Since the first High School Musical’s televised release in January of 2006, the Disney film franchise has spawned inevitable comparisons to the grandfather of high school musicals, Grease. 1978’s Grease was the first movie to have teenagers join their classmates in choreographed song-and-dance routines to express their collective feelings about homework and prom night and friendship. What Grease always had on the High School Musical thing was that no matter how wildly successful the first two HSMs ended up becoming (which was very), they still carried the stigma of being made-for-TV ventures. Not so anymore. High School Musical 3: Senior Year opened on the big screen last week and it logged the biggest opening weekend ever for a musical film, bringing in $42 million. Game on, Grease.
The High School Musical films always work when they stick to their Disney reality, which means bright clothes, big smiles, fun handshakes, and no attempts at answering the big questions. High School Musicals 1 & 2 did this easily. They took place during sophomore and junior years and were able stick inside the realm of high school, thus sticking to the safer, smaller questions, like ‘how does one balance sports and theater’ or ‘what will your friends think of you for dating some guy they don’t like?’ High School Musical 3: Senior Year, ends up confronting the bigger questions — the ones that lie outside the high school bubble, such as ‘what am I doing with my life?’ This is exactly why the third installation in the HSM franchise doesn’t work as well as its predecessors.
Just like the other two HSMs, the plot in HSM 3: Senior Year centers around Troy’s dilemma, which is should he follow his Dad and stick to what he knows (basketball), or should he follow his heart and girlfriend into the unknown (theater)? Just like the other two HSMs, the side plots deal with Gabriella’s insecurity about being smart and the havoc that Sharpay and her narcissism wreak on the people around her. These plots worked in the first two HSMs and they work again in the third one, at least for a while. For the first two-thirds, the movie soars along. There’s bubbly energy and flashy, harmless numbers about the characters at a Disney-fied version of high school and their familiar dilemmas. However, as graduation nears and the characters try to prepare for the future and life outside their Disney reality, the film leaves its comfort zone and everything loses momentum. Troy announces that he’s going to UC Berkeley, where he will play competitive basketball and study drama. Gabriella miraculously gets into Stanford’s honors program, even though she hasn’t uttered one remotely intelligent line in all three films. And scouts from Julliard are so blown away by the generic songwriting of the girl in the knit cap that they offer her a full scholarship. (They also offer a full scholarship to the rich kid, which doesn’t make any sense either.)

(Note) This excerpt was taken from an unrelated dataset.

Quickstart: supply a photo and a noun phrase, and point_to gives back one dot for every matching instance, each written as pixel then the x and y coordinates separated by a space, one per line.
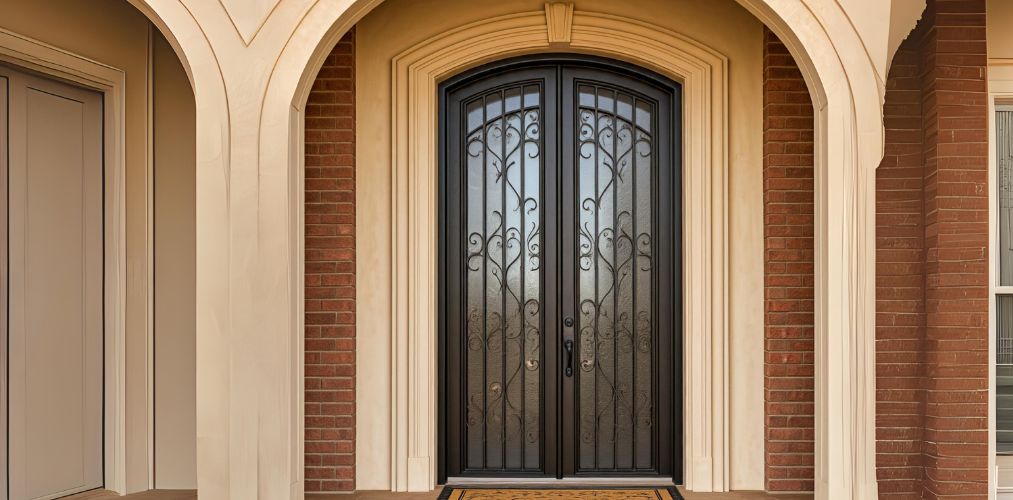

High School Musical 3 should have taken more plot cues from Grease. Not that Taylor should have been singing about being slutty and getting an abortion. Not that Sharpay should have stolen booze from her mom and forced Gabriella to drink it. Those details are a part of Grease’s reality, not High School Musical’s. Where Grease’s plot got it right and High School Musical 3’s plot got it wrong was the ending. Grease didn’t bother telling us what colleges Jan, Rizzo, Kenickie, or Frenchy had decided on, or if they even decided on college at all. Grease didn’t bother explaining how Danny and Sandy were planning to maintain their relationship after graduation, or if they would even stay together at all. What Grease understood was that a musical about high school is best left within the confines of its own absurd reality.
Instead of building a story around Troy and Gabriella’s future plans, Disney should have thrown them into a sparkly car and flown them off into the clouds like Sandy and Danny, who knew that reality didn’t exist after the end of their high school musical (…except for Grease 2, and who wants to live in that reality?).